Joshna Chinappa India's highlight at the Australian Open
A week after capturing her 10th professional title at the Victorian Open, Chinappa was once again the best Indian performer at the Australian Open held in Melbourne. The 28-year-old reached the quarter-finals where she lost to top seed Annie Au.
The other Indians at this event were Sachika Ingale, Mahesh Mangaonkar, Harinderpal Sandhu and Kush Kumar.
Here’s a look back at the performances of the Indian squash players at last week’s Australian Open:
Chinappa started the Australian Open armed with the Victorian Open title from the previous week, once again exuding the poise and calmness that had been missing from her game recently.
She thrashed Alexia Clonda of Estonia 11-6, 11-6, 11-3 in the first round and then followed it up with a 5-11, 11-6, 11-6, 11-8 victory over 12th seed Megan Craig.
The sixth-seeded Chinappa then stumbled against the top seed Annie Au 7-11, 4-11, 8-11 in the quarters. But tiredness may have played a big part in that loss. The Indian squash ace had been on a six-match winning streak and fatigue definitely set in which robbed her of her usual sharpness. Also, World No. 11 Au had been on a roll, winning her last two tournaments. The burgeoning confidence of the Hong Kong player certainly helped her a lot in securing the three-game win.

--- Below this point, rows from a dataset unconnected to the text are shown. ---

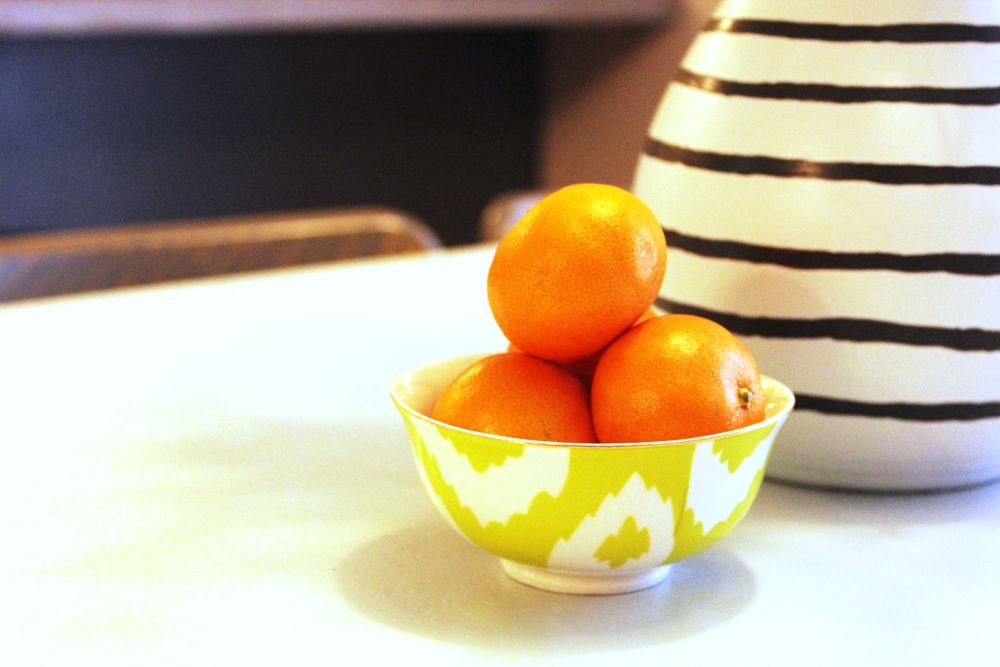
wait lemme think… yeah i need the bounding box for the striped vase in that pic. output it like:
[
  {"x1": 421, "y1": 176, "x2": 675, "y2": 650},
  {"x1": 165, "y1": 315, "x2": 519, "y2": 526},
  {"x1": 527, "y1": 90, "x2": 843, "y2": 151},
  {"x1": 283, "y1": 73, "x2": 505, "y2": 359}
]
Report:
[{"x1": 633, "y1": 0, "x2": 1000, "y2": 490}]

Nevertheless, it has been a favourable campaign Down Under for India’s reigning National champion. The recent deep runs in back-to-back tournaments would bolster Joshana’s belief and mental strength even further and aid her in her next few tournaments.

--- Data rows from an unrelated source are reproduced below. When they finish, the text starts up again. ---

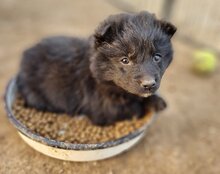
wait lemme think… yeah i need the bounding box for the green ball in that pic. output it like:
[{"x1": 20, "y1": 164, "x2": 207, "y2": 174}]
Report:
[{"x1": 193, "y1": 50, "x2": 217, "y2": 74}]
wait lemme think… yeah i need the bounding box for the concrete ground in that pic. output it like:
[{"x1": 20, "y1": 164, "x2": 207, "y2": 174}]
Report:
[{"x1": 0, "y1": 0, "x2": 220, "y2": 173}]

Sachika is still only 20. Every match is a learning experience for the 94th ranked player, and will benefit her in the long run. At the $27k Melbourne event, Ingale went down in a close three-game contest against the ninth seed Siyoli Waters in her opening match. The 10-12, 8-11, 9-11 score suggests Ingale was close and she needs more experience to cross the finish line.
Matches going the distance have become a bane for the 2014 Men’s Indian national champion. At the 2015 Nationals too, Harinderpal let Saurav Ghosal come back from a 0-2 down situation.

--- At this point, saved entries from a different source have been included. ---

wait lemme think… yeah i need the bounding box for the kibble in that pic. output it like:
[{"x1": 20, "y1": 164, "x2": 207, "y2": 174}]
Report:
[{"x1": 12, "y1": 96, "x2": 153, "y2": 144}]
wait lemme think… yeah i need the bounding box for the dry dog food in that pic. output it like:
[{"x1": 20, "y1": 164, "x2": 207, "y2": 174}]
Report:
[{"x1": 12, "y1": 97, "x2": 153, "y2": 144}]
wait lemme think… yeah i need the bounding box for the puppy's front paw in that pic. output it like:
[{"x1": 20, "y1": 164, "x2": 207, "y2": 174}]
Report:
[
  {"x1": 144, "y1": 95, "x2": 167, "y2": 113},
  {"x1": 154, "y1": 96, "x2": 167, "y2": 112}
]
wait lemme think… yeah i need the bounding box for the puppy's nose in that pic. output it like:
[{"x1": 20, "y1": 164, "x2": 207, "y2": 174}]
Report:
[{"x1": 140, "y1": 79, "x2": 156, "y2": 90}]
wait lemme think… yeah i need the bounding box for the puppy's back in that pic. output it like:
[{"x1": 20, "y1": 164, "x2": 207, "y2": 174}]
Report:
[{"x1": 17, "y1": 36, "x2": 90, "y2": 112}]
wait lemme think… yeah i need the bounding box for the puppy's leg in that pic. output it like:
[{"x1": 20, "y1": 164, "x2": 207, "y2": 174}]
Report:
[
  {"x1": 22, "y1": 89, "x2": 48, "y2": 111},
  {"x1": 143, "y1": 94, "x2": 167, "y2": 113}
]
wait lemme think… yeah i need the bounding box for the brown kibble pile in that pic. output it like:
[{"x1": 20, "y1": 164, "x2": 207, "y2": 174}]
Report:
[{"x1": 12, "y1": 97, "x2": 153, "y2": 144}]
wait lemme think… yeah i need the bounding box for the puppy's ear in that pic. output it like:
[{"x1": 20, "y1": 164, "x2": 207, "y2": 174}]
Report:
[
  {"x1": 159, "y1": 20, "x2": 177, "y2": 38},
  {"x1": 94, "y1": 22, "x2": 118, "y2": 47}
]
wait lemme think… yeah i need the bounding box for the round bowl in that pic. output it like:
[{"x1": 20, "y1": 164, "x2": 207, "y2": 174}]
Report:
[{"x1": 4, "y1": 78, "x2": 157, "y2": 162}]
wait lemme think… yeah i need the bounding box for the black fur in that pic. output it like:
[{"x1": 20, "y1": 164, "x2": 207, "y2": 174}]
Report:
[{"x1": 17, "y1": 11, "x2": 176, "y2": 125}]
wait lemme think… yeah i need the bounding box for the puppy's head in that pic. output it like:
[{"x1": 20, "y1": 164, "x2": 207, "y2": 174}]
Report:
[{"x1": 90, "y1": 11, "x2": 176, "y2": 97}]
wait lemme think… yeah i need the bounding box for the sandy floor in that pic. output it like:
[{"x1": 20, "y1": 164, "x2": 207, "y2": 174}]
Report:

Unfortunately for Sandhu, the problem came back to haunt him as his challenge ended in yet another long, five-game marathon – 4-11, 11-7, 4-11, 15-13, 9-11 to the second-seeded Nafiizwan Adnan of Malaysia in Round 2.
Let us hope Sandhu can find a solution to this recurring issue soon.
Earlier, the 26-year-old had begun with an 11-8, 6-11, 11-3, 11-9 triumph over wildcard Josh Larkin in the first round.
Mahesh has been on the rebound after a few indifferent results this season. After making the Victorian Open semis a week before, the 21-year-old secured another win at the Australian Open against qualifier Rhys Dowling 11-4, 9-11, 11-0, 11-9.
Endurance is still one area Mangaonkar needs to work hard at. He put up a brilliant effort in Round 2 but unfortunately could not sustain the lead and succumbed in five gruelling games. Mahesh went down to the in-form Steve Finitsis of Australia 11-7, 11-4, 9-11, 9-11, 7-11.
19-year-old Kumar is rising quickly, ready to make his presence felt on the big stage. Quite deservedly, the youngster even received a mention in a recent PSA Tour article which singled him out as one of its most promising squash talents.
Kush, who conquered the Tasmanian Open just three weeks back, won two rounds of qualifying at the Australian Open before going down to eighth seed Rex Hedrick 11-9, 3-11, 6-11, 3-11 in Round 1.
Let us hope the Indian squash players can build on these performances and rectify their mistakes for even better results.